Enhancing oncolytic virotherapy by extracellular vesicle mediated microRNA reprograming of the tumour microenvironment

Background: There has been limited success of cancer immunotherapies in the treatment of ovarian cancer (OvCa) to date, largely due to the immunosuppressive tumour microenvironment (TME). Tumour-associated macrophages (TAMs) are a major component of both the primary tumour and malignant ascites, promoting tumour growth, angiogenesis, metastasis, chemotherapy resistance and immunosuppression. Differential microRNA (miRNA) profiles have been implicated in the plasticity of TAMs. Therefore, delivering miRNA to TAMs to promote an anti-tumour phenotype is a novel approach to reverse their pro-tumour activity and enhance the efficacy of cancer immunotherapies. Oncolytic viruses (OVs) preferentially replicate in tumour cells making them ideal vehicles to deliver miRNA mimetics to the TME. Importantly, miRNA expressed by OVs get packaged within tumour-derived extracellular vesicles (TDEVs), and release of TDEV is augmented by OV infection, thus enhancing the dissemination of miRNA throughout the TME.

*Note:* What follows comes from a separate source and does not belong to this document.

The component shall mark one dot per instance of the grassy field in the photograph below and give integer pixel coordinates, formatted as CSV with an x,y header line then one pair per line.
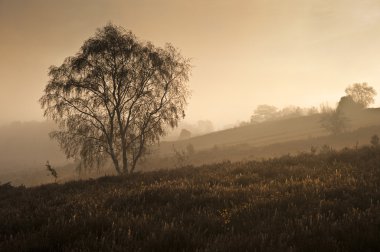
x,y
327,201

Method: Small RNA sequencing was used to identify differentially expressed miRNA during TAM generation and following LPS/IFNγ stimulation to induce an anti-tumour phenotype. Two differentially expressed miRNA identified, miR-155 and miR-19a, were cloned into oncolytic rhabdovirus (ORV), and anti-tumour efficacy was investigated using both in vitro and in vivo models of OvCa.

Results: This study demonstrates that ORV infection enhances TDEV production in OvCa cell lines both in vitro and in vivo and that TDEV are preferentially taken up by myeloid cells, including TAMs. Small RNA sequencing identified 23 miRNAs that were significantly upregulated in anti-tumour TAMs, including miR-155-5p. While 101 miRNAs were downregulated during pro-tumour TAM differentiation, including miR-19a-3p. Culturing TDEV expressing miR-155 or miR-19a with TAMs reversed their immunosuppressive activity, as measured by T cell proliferation. While ORV-miR-155 enhanced the generation of anti-tumour T cells, only ORV-miR19a significantly improved survival of mice bearing ovarian tumours.

Conclusion: This study demonstrates (i) that arming ORVs with immunomodulatory miRNA is an effective approach to deliver miRNA to myeloid cells within the TME and (ii) that miRNA have the capacity to reverse the tumour promoting properties of TAMs and improve the efficacy of cancer immunotherapies, such as OV.